In case you’re not up to speed, here’s a quick rundown of Trump’s latest legal imbroglio. As you may recall from the Republican primary debates, Trump is currently being sued for fraud for his role in the now-defunct Trump University, a shady operation that suckered people out of thousands of dollars by promising to teach them the get-rich-quick secrets of the real estate market. Last week, at a campaign rally in California, Trump went on an extended harangue against the judge handling one of the Trump University lawsuits, district court Judge Gonzalo Curiel, calling him a “hater” who “is not doing the right thing.” Trump observed that Curiel “happens to be, we believe Mexican, which is great. I think that is fine.” He said Curiel “should be ashamed of himself. I think it is a disgrace he is doing this.” He called the federal court system “rigged” and added that “they ought to look into Judge Curiel because what Judge Curiel is doing is a total disgrace.”

There’s a lot to pick apart in all this, and as Josh Marshall writes, the overt racism on display here is shocking, even for Trump. When confronted with an official who is insufficiently deferential to his magisterial authority, Trump concludes that it must be because Curiel is of Mexican descent and is therefore hostile towards Trump due to his hardline stance on immigration. (Curiel was born in Indiana, not that it matters one way or the other.) There’s nothing to substantiate this allegation, but Trump has determined that Curiel cannot be trusted as an impartial agent of jurisprudence because of his heritage. And that raises questions as to how a president Trump would go about nominating judges – if Curiel’s heritage is a determining factor here, would Trump forgo the nomination of any judges with Hispanic backgrounds because of the chance they might be disgraceful Trump “haters?”

Alongside the racial component, we have the fact that a major party’s presumptive presidential nominee is using campaign rallies to single out and intimidate a judge who is handling a legal matter in which the candidate has a direct financial stake. Trump issued a not-so-veiled threat at a sitting federal judge, calling for some unspecified body to “look into Judge Curiel.” He’s sending an unmistakable message to any judge who happens to be paying attention: do not disagree with Donald Trump, or he will make an example of you.

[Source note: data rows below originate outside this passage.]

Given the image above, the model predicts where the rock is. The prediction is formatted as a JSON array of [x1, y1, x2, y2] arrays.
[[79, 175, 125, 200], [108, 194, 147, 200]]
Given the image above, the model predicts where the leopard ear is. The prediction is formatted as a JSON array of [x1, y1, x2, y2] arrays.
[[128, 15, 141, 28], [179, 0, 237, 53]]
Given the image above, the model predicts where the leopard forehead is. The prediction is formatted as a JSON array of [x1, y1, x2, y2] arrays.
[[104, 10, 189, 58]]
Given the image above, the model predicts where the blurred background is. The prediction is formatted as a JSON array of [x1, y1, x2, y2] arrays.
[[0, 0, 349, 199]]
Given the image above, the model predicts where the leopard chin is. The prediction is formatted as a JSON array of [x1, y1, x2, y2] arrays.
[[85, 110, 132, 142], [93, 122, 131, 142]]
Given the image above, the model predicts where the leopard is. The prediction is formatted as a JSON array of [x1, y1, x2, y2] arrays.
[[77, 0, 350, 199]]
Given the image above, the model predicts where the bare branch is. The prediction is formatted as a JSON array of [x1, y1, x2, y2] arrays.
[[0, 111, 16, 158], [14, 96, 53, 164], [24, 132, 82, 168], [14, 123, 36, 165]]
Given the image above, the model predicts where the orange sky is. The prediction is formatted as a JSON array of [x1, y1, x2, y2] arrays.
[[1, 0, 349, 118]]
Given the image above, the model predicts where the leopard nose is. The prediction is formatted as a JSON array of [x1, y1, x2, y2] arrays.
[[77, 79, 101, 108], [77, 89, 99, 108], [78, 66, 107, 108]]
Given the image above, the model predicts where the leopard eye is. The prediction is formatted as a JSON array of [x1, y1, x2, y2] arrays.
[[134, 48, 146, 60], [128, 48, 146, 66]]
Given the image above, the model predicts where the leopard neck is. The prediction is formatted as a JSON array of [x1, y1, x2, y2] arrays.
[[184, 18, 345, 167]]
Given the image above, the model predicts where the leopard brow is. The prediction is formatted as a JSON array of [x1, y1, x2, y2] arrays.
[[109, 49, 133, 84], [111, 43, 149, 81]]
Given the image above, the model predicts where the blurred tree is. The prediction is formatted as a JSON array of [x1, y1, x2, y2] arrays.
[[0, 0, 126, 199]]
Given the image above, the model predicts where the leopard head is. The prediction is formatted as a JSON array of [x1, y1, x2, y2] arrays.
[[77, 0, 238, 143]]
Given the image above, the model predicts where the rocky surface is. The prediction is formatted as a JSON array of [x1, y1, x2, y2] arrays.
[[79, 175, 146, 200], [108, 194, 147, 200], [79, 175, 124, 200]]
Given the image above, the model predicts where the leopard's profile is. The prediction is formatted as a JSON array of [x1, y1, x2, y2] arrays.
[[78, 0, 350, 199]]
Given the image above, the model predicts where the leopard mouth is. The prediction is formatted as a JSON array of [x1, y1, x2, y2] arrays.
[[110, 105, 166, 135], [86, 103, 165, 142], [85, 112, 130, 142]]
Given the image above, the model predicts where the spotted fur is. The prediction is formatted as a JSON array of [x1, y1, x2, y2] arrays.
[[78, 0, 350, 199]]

That’s an extraordinarily dangerous quality to have in a would-be president. The judiciary, by its nature, is not going to side with the president 100 percent of the time, and the executive is bound to enforce the courts’ rulings. Trump either doesn’t understand how the judiciary works or, more likely, he thinks he can bully judges into doing his bidding. And even if he can’t succeed at intimidating them, what he can do is nominate judges who will do whatever President Trump asks. He sees the judiciary as a vehicle for validating his own agenda, and if judges disagree, then they’re reasoning must be illegitimate – they’re either “haters” or untrustworthy minorities.

What’s amazing is that Trump doesn’t go to any trouble to disguise any of this. He just comes right out and owns his authoritarianism. He’ll investigate judges who disagree with him, he’ll threaten corporations who undermine his economic agenda, he’ll ban members of an entire religion from entering the country, and he’ll use the power of the office to settle old scores. Trump is advertising the fact that, as president, he’ll fracture political norms and do whatever he can to concentrate as much power as he can in his own office. That’s frightening enough on its own, but the fact that so many voters gravitate towards a candidate who enthusiastically vows to govern as a racist strongman is downright terrifying.